His jaw clenched. “Neither did I.”
They stared at each other, the space between them thick and charged.
“You said I smelled like home,” she whispered.
Kael nodded once. “You do.”
He took a step forward. She didn’t move.
“Why me?” she asked, voice cracking. “Why now? I don’t even know who I am or what you are.”
“You’re the only thing that’s ever silenced the beast inside me,” he said quietly. “That has to mean something.”
She shook her head. “That’s not love. That’s survival.”
“It’s more than that,” he said, his voice nearly breaking. “When I’m near you, I remember who I was before all this. Before the chains. Before the curse.”
She looked up at him, eyes glossy with fear and frustration. “And what happens when I can’t fix you?”
Kael stepped closer. “Then I’ll burn with you.”
His hand reached for her, slow, hesitant.
She didn’t stop him. His fingers brushed her jaw. Her heart slammed into her ribs.
“I’m going to hurt you,” he murmured. “Not because I want to. But because everything inside me is broken.”
“Then why come closer?” she whispered.
“Because even broken… I still want to be yours.”
She let out a shaky breath, torn between running and leaning in.
His fingers slid to her wrist, gentle but possessive. His thumb traced over the vein there.

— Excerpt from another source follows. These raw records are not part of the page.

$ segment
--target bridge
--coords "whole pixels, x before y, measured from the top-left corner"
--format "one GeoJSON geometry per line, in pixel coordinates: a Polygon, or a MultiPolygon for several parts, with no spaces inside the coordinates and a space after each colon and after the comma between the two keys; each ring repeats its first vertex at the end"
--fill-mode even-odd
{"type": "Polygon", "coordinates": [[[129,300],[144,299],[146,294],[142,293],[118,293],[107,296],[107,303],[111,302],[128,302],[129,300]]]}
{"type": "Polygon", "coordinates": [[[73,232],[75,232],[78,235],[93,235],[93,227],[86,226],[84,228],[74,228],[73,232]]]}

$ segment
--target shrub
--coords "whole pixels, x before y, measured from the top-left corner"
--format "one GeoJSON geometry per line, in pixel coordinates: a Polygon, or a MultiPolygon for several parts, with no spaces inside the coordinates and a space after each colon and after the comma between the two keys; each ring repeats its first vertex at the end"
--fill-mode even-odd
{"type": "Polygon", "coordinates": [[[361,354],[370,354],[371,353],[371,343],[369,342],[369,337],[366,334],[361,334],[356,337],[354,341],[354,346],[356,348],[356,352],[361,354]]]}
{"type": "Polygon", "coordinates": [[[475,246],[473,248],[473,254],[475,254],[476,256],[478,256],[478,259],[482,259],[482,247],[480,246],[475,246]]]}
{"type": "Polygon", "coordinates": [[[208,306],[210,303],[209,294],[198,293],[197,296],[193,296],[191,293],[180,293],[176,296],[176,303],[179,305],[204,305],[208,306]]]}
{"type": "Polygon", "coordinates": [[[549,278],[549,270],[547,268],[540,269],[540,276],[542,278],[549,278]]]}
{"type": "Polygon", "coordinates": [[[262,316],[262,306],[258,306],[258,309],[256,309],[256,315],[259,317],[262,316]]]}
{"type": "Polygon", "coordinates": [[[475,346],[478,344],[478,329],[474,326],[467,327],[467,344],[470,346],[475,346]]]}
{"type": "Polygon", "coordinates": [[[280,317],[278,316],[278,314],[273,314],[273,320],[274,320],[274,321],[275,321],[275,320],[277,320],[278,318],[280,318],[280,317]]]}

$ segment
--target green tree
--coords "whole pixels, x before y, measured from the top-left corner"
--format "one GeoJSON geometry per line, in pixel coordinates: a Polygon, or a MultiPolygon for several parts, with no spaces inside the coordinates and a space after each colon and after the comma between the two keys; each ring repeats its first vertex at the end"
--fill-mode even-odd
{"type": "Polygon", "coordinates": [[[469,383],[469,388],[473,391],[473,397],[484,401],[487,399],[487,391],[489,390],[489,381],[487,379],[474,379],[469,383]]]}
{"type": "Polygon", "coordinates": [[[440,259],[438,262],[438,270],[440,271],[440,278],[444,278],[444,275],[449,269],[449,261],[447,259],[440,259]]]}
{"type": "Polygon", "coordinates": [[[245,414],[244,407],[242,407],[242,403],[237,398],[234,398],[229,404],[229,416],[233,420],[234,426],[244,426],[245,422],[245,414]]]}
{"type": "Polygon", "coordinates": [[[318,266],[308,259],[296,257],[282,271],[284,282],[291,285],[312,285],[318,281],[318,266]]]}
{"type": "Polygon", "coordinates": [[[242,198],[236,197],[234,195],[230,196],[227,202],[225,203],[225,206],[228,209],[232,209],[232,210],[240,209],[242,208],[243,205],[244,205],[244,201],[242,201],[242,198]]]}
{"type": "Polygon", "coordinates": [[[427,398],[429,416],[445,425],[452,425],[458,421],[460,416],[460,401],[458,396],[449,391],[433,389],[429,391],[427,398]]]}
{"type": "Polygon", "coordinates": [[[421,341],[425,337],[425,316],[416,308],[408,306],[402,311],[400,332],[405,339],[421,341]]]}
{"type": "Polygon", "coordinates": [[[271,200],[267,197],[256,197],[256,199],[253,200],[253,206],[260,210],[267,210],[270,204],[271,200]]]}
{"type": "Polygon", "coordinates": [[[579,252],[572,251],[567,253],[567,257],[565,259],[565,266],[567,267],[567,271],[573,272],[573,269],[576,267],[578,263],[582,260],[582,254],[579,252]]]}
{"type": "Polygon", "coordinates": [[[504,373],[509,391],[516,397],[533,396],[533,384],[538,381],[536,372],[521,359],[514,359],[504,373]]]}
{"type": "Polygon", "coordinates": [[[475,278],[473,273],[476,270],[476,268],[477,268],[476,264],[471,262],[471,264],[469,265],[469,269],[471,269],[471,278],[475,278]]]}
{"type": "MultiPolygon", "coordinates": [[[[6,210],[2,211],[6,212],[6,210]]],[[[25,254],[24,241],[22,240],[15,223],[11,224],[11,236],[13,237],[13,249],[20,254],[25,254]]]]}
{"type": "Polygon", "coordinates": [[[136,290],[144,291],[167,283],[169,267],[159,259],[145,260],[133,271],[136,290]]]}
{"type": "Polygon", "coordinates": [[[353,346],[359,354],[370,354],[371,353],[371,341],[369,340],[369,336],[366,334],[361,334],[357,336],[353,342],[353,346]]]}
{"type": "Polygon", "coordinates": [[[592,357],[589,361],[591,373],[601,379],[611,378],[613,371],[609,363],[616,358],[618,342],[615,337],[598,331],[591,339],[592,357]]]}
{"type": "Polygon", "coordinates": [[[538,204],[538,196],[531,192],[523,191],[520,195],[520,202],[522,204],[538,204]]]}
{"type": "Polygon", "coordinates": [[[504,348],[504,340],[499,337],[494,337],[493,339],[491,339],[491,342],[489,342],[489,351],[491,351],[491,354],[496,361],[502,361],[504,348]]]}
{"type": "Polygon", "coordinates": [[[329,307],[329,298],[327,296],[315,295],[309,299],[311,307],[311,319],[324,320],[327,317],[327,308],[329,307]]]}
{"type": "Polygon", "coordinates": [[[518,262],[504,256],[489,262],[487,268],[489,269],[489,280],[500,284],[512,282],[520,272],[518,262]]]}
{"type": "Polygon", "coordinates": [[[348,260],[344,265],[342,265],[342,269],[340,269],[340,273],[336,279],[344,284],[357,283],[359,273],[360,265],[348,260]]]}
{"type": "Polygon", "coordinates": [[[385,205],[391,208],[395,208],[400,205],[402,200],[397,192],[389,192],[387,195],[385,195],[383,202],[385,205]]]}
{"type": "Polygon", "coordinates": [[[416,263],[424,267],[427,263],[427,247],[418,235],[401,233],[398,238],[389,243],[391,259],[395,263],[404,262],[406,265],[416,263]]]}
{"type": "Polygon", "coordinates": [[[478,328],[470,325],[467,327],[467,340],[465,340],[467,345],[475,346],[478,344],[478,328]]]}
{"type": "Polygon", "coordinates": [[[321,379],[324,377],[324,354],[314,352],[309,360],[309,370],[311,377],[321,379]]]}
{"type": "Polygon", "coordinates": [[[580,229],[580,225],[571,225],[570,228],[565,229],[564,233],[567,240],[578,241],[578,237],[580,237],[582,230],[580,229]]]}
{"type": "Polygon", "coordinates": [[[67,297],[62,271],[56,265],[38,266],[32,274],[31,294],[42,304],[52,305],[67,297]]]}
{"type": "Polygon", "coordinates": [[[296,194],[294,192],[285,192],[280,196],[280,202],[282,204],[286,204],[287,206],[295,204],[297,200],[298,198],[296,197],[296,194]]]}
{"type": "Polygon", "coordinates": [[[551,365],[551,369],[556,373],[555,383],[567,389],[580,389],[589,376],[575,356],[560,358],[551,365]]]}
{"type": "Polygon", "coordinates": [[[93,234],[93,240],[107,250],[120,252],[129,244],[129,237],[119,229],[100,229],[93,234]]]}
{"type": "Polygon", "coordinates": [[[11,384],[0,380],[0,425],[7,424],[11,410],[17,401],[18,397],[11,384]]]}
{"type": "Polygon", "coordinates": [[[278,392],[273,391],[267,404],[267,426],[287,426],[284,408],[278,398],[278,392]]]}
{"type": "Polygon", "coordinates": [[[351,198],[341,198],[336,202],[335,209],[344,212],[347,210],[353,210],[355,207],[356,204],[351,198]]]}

“You feel it too, don’t you?” he asked.
She didn’t answer, because she didn’t need to.
The truth was in the silence between them.
Kael leaned in, his lips brushing her temple, then lower, until they hovered near the hollow of her throat.
His canines lengthened, breath warm against her skin.
One bite, in a split second.
That’s all it would take. Isla’s eyes fluttered closed.
Immediately she fell to the floor.
Kael slammed his fist into the wall beside her, breath ragged, body trembling.
“No,” he growled. “Not like this. Not when you’re afraid.”
She gasped as he pulled away, dragging a hand through his hair like he needed space to breathe.
“I want to mark you more than I’ve ever wanted anything,” he admitted, his voice rough. “But I won’t take you out of fear.”
Tears pricked Isla’s eyes. “Then why does it feel like I’m being claimed anyway?”
Kael didn’t answer. Because he couldn’t.
Everything about their connection was unnatural.
Too strong, happening too soon.
She backed up slowly, the emotional charge between them fraying like an over-wound string.
Soon they heard voices.
Shouting, boots pounding on metal.
The guards.
Kael’s eyes snapped toward the sound, then back to her.
“Go,” she whispered. “If they catch you…”
His face twisted with emotion. “I’ll come back for you.”
Immediately he vanished. One second he was there. The next he was gone.
The only thing left behind was a deep, vertical claw mark burned into the metal wall where his fist had landed.
Isla stared at it, breath shaking.
Then her mark flared white-hot, pulsing once….And for the first time…
She felt a strange feeling stirring within her.